Beneath the words ‘Elder abuse’, is a list of all the things that qualify. ‘If you, or someone you know is experiencing any of the above, it is your duty to contact us.’ The list ranges from hitting and stealing to ‘pressure’ and ‘threats of abandonment’.
She slips her hand carefully from her grandmother’s. She needs to collect Denise from her rehearsal at six. She needs to get the dinner on and get the kids ready for bed. Touching Megan’s dark, tangled hair (she needs a bath – when did Cara last wash Megan’s hair?), she gestures with her head towards the exit. The child nods and places the biro softly on the carpet with the leaflet. Before she leaves though, she pats her great-grandmother’s hand casually, as though greeting a good dog, and says softly, ‘Bye-bye, Mimi.’ Grandma’s waking is hardly perceptible – a change in the rhythm of her breath – but then she opens her eyes, and her gums find her teeth, and her face opens in surprise and a look of imbecilic joy. ‘Oh,’ she says, ‘oh Cara! You have come!’

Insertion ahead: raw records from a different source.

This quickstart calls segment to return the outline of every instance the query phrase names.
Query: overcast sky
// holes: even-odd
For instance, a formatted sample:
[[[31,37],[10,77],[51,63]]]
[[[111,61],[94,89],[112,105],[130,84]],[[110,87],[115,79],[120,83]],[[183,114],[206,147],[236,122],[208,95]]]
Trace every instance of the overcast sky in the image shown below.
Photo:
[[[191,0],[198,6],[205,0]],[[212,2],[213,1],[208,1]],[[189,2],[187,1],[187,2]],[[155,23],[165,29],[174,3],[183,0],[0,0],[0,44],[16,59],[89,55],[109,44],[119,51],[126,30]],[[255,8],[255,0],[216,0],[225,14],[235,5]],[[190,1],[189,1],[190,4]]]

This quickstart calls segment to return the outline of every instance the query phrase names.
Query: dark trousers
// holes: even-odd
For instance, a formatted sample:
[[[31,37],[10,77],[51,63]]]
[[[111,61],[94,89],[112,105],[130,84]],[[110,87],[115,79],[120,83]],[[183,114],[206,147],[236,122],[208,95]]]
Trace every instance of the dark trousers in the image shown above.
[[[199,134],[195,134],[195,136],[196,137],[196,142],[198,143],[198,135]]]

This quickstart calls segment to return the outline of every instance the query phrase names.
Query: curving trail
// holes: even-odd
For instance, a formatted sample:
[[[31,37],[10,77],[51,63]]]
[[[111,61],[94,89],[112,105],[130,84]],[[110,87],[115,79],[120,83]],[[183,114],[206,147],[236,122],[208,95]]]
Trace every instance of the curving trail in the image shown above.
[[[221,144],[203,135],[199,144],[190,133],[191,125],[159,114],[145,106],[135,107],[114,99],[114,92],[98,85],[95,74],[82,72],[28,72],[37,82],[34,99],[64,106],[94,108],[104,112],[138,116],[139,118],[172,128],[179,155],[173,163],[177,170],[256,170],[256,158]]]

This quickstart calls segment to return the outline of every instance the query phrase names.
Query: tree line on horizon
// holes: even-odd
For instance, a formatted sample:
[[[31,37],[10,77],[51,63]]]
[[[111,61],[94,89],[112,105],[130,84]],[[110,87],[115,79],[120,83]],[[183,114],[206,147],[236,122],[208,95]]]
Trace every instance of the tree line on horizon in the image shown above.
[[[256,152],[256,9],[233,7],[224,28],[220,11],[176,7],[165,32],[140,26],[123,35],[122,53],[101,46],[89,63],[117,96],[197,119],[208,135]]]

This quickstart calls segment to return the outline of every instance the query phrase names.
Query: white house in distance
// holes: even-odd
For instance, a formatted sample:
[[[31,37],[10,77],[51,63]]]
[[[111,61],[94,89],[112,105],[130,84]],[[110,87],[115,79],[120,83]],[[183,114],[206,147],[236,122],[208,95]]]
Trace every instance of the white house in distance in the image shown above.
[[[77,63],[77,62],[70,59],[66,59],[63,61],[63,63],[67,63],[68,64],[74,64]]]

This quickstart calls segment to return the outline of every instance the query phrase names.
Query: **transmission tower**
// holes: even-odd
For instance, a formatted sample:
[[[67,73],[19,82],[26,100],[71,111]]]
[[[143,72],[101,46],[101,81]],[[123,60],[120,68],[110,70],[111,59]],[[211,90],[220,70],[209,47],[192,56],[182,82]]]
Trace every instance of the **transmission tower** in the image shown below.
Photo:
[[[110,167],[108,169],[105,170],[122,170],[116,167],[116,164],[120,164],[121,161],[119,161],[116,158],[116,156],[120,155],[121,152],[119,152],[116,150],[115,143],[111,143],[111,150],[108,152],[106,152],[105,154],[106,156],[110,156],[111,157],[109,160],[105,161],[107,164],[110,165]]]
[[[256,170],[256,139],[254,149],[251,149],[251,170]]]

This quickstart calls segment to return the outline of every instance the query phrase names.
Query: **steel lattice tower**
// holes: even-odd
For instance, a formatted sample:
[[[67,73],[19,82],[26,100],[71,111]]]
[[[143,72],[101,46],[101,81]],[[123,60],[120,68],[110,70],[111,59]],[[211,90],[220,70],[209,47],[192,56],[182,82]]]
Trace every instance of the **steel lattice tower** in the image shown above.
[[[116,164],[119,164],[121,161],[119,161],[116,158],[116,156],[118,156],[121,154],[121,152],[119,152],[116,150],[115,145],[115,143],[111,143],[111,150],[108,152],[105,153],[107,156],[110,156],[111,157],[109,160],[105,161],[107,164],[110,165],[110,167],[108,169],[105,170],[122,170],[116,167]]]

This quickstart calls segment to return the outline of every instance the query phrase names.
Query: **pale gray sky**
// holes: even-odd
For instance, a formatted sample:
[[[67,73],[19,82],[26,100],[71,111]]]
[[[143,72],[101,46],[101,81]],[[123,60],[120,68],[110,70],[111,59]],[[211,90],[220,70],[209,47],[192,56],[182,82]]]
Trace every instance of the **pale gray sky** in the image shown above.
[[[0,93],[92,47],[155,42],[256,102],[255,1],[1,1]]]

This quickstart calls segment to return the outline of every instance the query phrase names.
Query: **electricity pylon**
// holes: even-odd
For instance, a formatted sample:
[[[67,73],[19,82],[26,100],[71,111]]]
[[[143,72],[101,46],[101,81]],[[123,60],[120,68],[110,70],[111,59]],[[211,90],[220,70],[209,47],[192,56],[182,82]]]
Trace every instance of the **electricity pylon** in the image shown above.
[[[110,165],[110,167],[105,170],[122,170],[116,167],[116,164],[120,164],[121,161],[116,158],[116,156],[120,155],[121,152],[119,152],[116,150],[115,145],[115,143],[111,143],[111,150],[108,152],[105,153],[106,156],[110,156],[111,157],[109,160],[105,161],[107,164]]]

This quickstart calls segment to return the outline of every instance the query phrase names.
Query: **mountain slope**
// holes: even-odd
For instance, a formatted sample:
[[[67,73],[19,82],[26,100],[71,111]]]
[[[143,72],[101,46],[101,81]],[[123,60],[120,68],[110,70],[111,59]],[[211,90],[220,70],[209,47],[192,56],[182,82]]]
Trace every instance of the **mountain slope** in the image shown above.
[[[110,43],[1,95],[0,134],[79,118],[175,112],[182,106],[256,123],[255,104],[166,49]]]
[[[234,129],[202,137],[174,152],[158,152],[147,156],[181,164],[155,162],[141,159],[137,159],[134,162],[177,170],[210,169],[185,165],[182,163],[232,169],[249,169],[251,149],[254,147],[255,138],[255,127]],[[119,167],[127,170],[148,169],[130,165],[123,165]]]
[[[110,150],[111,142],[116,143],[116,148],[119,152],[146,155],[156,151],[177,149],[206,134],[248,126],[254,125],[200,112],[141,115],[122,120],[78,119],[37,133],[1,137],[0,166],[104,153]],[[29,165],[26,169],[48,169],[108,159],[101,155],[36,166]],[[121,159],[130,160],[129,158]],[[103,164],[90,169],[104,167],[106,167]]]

‘Yes, Grandma, we just popped in…’
‘And the little one. Which one is this now? Not my little boy, is it?’
‘No, Grandma, this is my little girl. My big girl: four soon. This is Megan.’
‘Cara, here you are! Cara. My Cara. You have no idea how happy I am that you’re here at last. I’ve been waiting for weeks. Now listen, they’re telling me nothing about Daddy… and there’s nothing on the news about him at all.’ She pats her hair. ‘Oh dear… Cara, can you help me? I can’t find the hairdressers.’
‘It’s only open on Thursdays, Grandma. Not today.’
Aunt Aoife explained in her ‘family update’ email that they chose this home because there was a nail bar down the corridor and a hairdresser on Thursdays. ‘Not like an old folks’ home at all! And we all know how vain Grandma is!’ She put an emoticon at the end of the email – a yellow face smiling mutely.